Поставив себе вопрос о том, справедливо ли то православие, в котором он рожден и воспитан, которое требуется от него всеми окружающими, без признания которого он не может продолжать свою полезную для людей деятельность, – он уже предрешал его. И потому для уяснения этого вопроса он взял не Вольтера, Шопенгауера, Спенсера, Конта, а философские книги Гегеля и религиозные сочинения Vinet, Хомякова и, естественно, нашел в них то самое, что ему было нужно: подобие успокоения и оправдания того религиозного учения, в котором он был воспитан и которое разум его давно уже не допускал, но без которого вся жизнь переполнялась неприятностями, а при признании которого все эти неприятности сразу устранялись. И он усвоил себе все те обычные софизмы о том, что отдельный разум человека не может познать истины, что истина открывается только совокупности людей, что единственное средство познания ее есть откровение, что откровение хранится церковью и т. п.; и с тех пор уже мог спокойно, без сознания совершаемой лжи, присутствовать при молебнах, панихидах, обеднях, мог говеть и креститься на образа и мог продолжать служебную деятельность, дававшую ему сознание приносимой пользы и утешение в нерадостной семейной жизни. Он думал, что он верит, но между тем больше, чем в чем-либо другом, он всем существом сознавал, что эта вера его была что-то совсем «не то».

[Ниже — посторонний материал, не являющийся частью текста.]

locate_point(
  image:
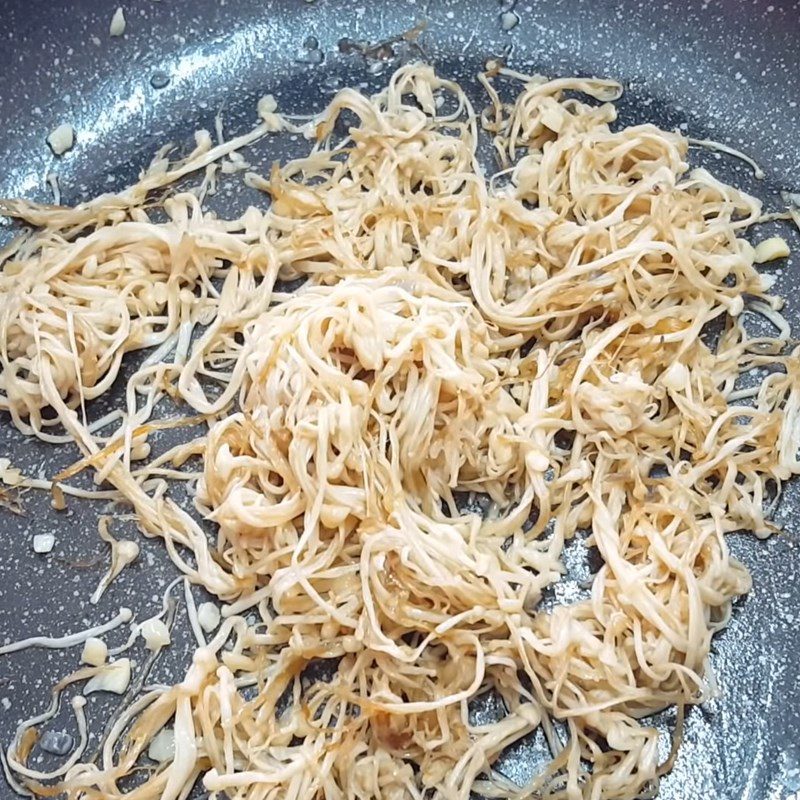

И от этого у него всегда были грустные глаза. И от этого, увидав Нехлюдова, которого он знал тогда, когда все эти лжи еще не установились в нем, он вспомнил себя таким, каким он был тогда; и в особенности после того как он поторопился намекнуть ему на свое религиозное воззрение, он больше чем когда-нибудь почувствовал все это «не то», и ему стало мучительно грустно. Это же самое – после первого впечатления радости увидать старого приятеля – почувствовал и Нехлюдов.

И от этого они оба, пообещав друг другу, что увидятся, оба не искали этого свидания и так и не виделись в этот приезд в Петербург Нехлюдова.

XXIV

Выйдя из сената, Нехлюдов с адвокатом пошли вместе по тротуару. Карете своей адвокат велел ехать за собой и начал рассказывать Нехлюдову историю того директора департамента, про которого говорили сенаторы о том, как его уличили и как вместо каторги, которая по закону предстояла ему, его назначают губернатором в Сибирь. Досказав всю историю и всю гадость ее и еще с особенным удовольствием историю о том, как украдены разными высокопоставленными людьми деньги, собранные на тот все не достраивающийся памятник, мимо которого они проехали сегодня утром, и еще про то, как любовница такого-то нажила миллионы на бирже, и такой-то продал, а такой-то купил жену, адвокат начал еще новое повествование о мошенничествах и всякого рода преступлениях высших чинов государства, сидевших не в остроге, а на председательских креслах в разных учреждениях. Рассказы эти, запас которых был, очевидно, неистощим, доставляли адвокату большое удовольствие, показывая с полною очевидностью то, что средства, употребляемые им, адвокатом, для добывания себе денег, были вполне правильны и невинны в сравнении с теми средствами, которые употреблялись для той же цели высшими чинами в Петербурге. И потому адвокат был очень удивлен, когда Нехлюдов, не дослушав его последней истории о преступлениях высших чинов, простился с ним и, взяв извозчика, поехал домой, на набережную.

Нехлюдову было очень грустно. Ему было грустно преимущественно оттого, что отказ сената утверждал это бессмысленное мучительство над невинной Масловой, и оттого, что этот отказ делал еще более трудным его неизменное решение соединить с ней свою судьбу. Грусть эта усилилась еще от тех ужасных историй царствующего зла, про которые с такой радостью говорил адвокат, и, кроме того, он беспрестанно вспоминал недобрый, холодный, отталкивающий взгляд когда-то милого, открытого, благородного Селенина.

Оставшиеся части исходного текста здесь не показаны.